Hot dry chillies chutney

This is a very hot chutney and goes well with idli, dosa, uthapam, masala, dosa, snacks like fried dumplings (bajji or pakodas) or with other breakfast of your choice. It is very spicy and tangy.

This chutney is roasted in oil and then ground into a smooth paste. You can refrigerate the chutney for 3 to 4 days. You can serve this hot dry chillies chutney with snacks, fried dumplings (bajji or pokadas) or any breakfast dish also. I got this recipe from my college mate. Her mother prepares this chutney the best. It will be reddish in colour. You can make this chutney mild by adding more coconut and tamarind and also reduce the chillies also. Too much coconut will make it taste like coconut chutney.

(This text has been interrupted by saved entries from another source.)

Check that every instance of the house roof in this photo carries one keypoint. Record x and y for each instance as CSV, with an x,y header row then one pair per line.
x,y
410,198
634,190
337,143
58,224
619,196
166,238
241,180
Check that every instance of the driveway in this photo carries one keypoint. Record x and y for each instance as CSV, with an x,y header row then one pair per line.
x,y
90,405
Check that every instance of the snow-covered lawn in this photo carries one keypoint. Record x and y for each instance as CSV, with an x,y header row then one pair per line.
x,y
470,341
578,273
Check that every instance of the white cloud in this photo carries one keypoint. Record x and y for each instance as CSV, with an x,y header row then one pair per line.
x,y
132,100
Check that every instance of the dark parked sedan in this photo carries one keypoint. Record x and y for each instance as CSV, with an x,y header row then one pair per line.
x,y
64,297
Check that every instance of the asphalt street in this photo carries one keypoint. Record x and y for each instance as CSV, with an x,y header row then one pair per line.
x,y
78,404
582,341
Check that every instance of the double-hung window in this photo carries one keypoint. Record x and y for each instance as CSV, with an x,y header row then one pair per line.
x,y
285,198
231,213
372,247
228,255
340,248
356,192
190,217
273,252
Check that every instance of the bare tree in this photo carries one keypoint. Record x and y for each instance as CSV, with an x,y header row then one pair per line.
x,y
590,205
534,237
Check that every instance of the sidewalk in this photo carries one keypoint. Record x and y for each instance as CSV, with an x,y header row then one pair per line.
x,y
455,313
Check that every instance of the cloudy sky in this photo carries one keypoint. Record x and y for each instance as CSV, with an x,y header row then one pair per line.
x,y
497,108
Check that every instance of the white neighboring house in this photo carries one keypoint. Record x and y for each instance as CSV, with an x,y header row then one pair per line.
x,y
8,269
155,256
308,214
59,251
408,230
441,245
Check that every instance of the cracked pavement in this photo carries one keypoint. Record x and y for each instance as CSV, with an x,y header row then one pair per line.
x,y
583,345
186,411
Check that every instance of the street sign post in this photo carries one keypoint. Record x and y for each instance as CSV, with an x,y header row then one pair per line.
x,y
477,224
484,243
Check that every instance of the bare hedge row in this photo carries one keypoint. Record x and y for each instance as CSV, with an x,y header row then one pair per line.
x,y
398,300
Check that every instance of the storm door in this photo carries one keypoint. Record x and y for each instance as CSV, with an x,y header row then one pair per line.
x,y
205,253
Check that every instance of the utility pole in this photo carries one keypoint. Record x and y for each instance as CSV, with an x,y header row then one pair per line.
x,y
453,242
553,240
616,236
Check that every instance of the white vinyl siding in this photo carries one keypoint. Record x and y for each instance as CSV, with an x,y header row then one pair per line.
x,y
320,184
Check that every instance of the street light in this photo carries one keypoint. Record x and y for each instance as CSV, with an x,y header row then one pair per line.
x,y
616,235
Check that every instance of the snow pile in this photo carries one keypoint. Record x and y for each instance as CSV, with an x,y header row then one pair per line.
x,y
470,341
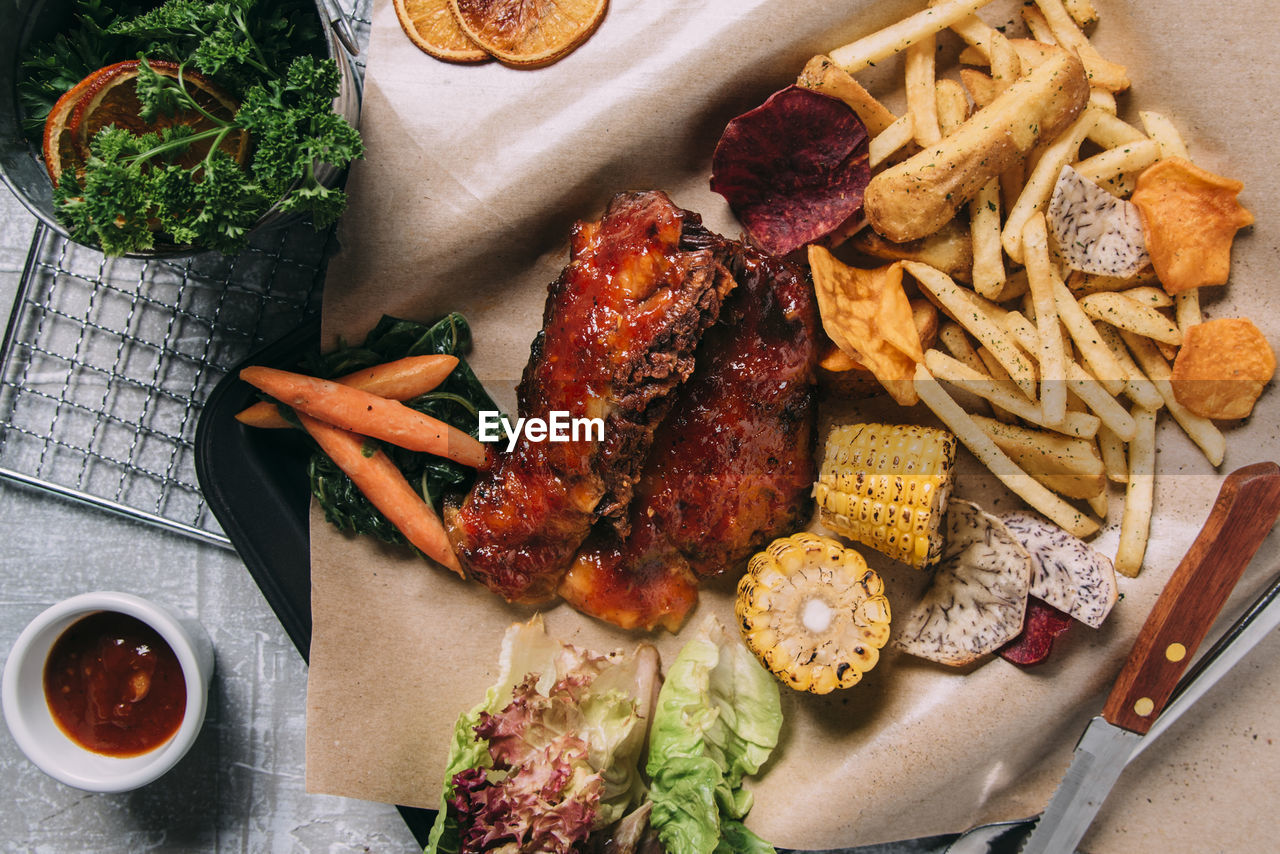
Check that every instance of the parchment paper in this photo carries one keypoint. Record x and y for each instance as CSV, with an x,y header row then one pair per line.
x,y
472,178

In this dry chillies chutney, you have to roast the dry chillies in oil with tamarind pulp (remove the seeds and just add the dry pulp not the paste) and other ingredients. Only then you get a good reddish colour. In this chutney even tamarind has to be roasted in oil, which makes this chutney different from other chutneys. The picture shows a light colour but usually it will be much darker in colour.

Ingredients

  1. Dry chillies - 8
  2. Garlic – 3 to 4 cloves
  3. Oil – 4 tsp
  4. Tamarind (which we get in india, dry ones) – lemon size
  5. Grated coconut – 1/4 cup
  6. Curry leaves - 8 to 10
  7. For seasoning or tadka

  8. Oil - 1 tsp
  9. Mustard seeds - 1 tsp
  10. Curry leaves - 10 to 12

Method

  1. First put oil in a kadai or small pan, when it gets warm add first roast chillies and garlic, curry leaves and tamarind on medium heat, till it changes its colour, take it out and keep it aside.
  2. Now add grated coconut at last in a same pan, roast well, till its colour also changes lightly. But very lightly and on a lower flame, otherwise coconut will burn.
  3. If using dry tamarind (which we get in india, normally used with seeds), roast it in oil for 1min not at a high flame and take it out.
  4. When cools down, grind all in a mixer to a smooth paste, add salt as per requirement.
  5. You can add water, 4tbsp and grind. if you need thick chutney add little water or little thin then ,add more water, as per the requirement.
  6. Seasoning or tadka

  7. Heat oil in small vessel, when gets warm add mustard seeds and curry leaves when it starts spluttering , add chutney into it and switch it of or can simmer for 5min , but need to stir in between, you can see that its colour will become more darker.
  8. You can avoid the seasoning , and just like that serve it in the break fast also.
  9. In this I added more water, so it is thin, you can make it thick also.
  10. Serve it with idli or dosa.

Notes

  1. In this chutney , you can take fresh or dry coconut.
  2. If you want you can reduce the chillies also, if your chillies are very hot.
  3. This is very hot chutney, but because of tamarind it is sour and spicy, which gives a good taste.
  4. Sometimes I add coconut 1/2cup or more also , to reduce spiciness.
  5. In this I have added dry tamarind, but if adding tamarind paste 1 1/2tsp (concentrated one) or tamarind water, then do not roast it.